Reginald Barlow
Quick Facts
Biography
Reginald Harry Barlow (June 17, 1866 – July 6, 1943) was a veteran stage and screen character actor, author, and film director. He was a busy performer in Hollywood films of the 1930s.
Early life
A native of Cambridge, Massachusetts, and son of the old-time minstrel, Milt G. Barlow (1843–1904), Barlow made his stage debut at the age of twelve in his father's minstrel troupe of Barlow, Wilson, Primrose, and West.[1]
Barlow joined the 2nd (Special Service) Battalion of The Royal Canadian Regiment on October 22, 1899 for service in South Africa during the Second Boer War. According to newspaper and other accounts, he did also serve in the United States Army during the Spanish–American War and World War I, and eventually rose to the rank of full colonel in 1923.[2][3]
Barlow had thoughts of quitting the stage for the church in 1908 and at the time remarked to an interviewer: "All my ancestors have been soldiers, actors, and ministers, and some of them all three. I am a direct descendant of Bishop Barlow of the days of Henry VIII."
Career
A distinguished-looking actor who lent an air of dignity to any role he played, in the early part of his stage career he landed leading roles in The Silver King, Monte Cristo, The Sign of the Cross, Old Lady 31, and The Little Princess.

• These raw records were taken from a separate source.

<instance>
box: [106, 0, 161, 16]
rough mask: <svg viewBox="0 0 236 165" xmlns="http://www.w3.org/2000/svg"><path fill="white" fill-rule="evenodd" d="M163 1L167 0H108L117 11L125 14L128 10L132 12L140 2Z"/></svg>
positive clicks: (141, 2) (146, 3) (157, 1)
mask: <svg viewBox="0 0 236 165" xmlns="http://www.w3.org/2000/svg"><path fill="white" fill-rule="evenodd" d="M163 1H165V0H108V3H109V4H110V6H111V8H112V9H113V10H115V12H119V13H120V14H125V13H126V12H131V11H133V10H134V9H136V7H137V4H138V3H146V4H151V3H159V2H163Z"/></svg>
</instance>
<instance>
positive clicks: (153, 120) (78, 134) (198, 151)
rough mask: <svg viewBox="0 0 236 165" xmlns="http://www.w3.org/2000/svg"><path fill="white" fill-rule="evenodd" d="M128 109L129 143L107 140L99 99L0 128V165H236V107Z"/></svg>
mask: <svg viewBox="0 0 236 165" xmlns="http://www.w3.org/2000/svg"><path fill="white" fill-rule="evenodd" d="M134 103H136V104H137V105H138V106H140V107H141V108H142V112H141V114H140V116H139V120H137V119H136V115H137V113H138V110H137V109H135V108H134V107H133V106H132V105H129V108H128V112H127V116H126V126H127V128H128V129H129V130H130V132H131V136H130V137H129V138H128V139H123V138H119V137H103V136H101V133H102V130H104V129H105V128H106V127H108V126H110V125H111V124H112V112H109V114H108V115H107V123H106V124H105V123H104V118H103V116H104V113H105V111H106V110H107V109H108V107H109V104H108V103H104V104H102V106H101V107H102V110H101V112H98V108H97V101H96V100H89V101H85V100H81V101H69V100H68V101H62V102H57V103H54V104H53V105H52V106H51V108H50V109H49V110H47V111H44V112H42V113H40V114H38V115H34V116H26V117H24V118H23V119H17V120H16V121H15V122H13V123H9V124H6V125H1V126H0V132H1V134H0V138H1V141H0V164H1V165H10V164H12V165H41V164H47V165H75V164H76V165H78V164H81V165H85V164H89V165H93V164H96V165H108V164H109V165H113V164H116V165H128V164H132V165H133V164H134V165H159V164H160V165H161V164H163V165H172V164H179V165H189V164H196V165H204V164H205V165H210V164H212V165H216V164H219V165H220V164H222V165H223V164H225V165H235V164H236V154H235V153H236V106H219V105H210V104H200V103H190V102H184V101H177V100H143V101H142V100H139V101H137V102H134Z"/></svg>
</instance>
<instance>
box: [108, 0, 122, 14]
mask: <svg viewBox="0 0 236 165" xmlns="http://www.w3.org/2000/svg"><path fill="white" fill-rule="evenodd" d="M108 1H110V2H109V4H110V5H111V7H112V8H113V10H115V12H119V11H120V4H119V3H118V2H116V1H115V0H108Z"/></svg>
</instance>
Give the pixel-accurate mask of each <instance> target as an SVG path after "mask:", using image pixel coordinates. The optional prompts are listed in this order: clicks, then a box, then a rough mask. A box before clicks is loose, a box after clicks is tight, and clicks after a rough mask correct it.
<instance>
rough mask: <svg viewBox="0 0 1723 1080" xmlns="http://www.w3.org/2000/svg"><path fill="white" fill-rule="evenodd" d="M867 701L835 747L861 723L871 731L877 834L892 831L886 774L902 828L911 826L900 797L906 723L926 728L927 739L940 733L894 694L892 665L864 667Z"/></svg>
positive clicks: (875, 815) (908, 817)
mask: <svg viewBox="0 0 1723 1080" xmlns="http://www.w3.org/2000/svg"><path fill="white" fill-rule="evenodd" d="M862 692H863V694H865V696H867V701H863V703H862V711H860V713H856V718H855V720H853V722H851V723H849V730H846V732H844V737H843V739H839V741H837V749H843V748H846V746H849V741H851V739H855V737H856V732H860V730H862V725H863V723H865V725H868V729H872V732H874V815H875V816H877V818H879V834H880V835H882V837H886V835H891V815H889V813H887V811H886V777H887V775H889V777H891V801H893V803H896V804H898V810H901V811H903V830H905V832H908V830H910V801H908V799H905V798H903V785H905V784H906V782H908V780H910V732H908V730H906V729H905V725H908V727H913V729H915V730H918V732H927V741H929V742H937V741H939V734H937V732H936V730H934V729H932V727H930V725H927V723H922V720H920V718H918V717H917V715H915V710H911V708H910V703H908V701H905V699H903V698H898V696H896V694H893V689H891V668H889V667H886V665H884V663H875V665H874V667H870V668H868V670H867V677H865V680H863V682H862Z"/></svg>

Among his early silent films were The Cinema Murder (1919), the post World War I drama Love's Flame in which he plays the father-in-law: "M. De Ronsard", and in the comedy Clothes Make the Pirate (1925) in which he plays "Captain Montague", a cameo. After the changeover to sound, Barlow usually played men of means, such as military officers, senators, and bankers, turning up as a chaplain in Ann Vickers (1933), the sheriff in Tower of London (1939), and the Professor Warwick ostracizing mad scientist George Zucco in The Mad Monster (1942).
Further, as the American Legion Hollywood Post 43 was often included in the older films without giving any actual credit as to which members of the Post were actually shown within the films, its highly likely that Barlow did also often appear in films as an uncredited member of Hollywood Post 43.
Director
Barlow functioned as a director of play companies before switching over to film. He was director of the Wright Huntington Players, narrated for the Eveready Hour, and on at least one occasion directed a film itself. It appears Barlow did play a director's sort of role in several films much as did Alfred Hitchcock: who was known to have made at least a cameo appearance in every one of his films. His film The Toy Maker of Leyden (1915) is listed as The Magic Toy Maker in: Hanson & Givenson, eds. American Film Institute Catalogue Index, vol. F1, 1911–1920.
Family
Barlow married at least two times, but he did say on the 1930 Census that he was 22 years old at his first marriage. He married Clare Danforth, on April 15, 1902 in Charleston, Missouri. This "marriage", however, was subsequently refuted by the family of Bertha Merkel, infra, and was apparently an extortion attempt.[1]
He married Milwaukee heiress Bertha Merkel (aka: Selma Rose), the daughter of George and Mary Merkel, on August 6, 1903 in Los Angeles, California, and to whom he remained married until her death in 1933. He later married Carol Brown (of Pasadena, California), to whom he was married at the time of his death, according to his death certificate and according to the Los Angeles Times of 1934 when he married Carol in Tijuana, Mexico.
Scandals
On August 21, 1903 the Chicago Inter Ocean reported that Barlow had committed bigamy. According to Barlow's first wife, who claimed that he married her under the pseudonym Livingston, the couple were not divorced at the time of his second marriage to Bertha Merkel. However, the Los Angeles Times subsequently published an article on August 28, 1903 which completely exhonorated Barlow, who had just recently converted to Catholicism in order to marry Bertha, of any wrongdoing. It was actually Barlow's new mother-in-law, Mary Merkel, who had earlier initiated an investigation and upon discovery, prosecution of Barlow, which of course never happened.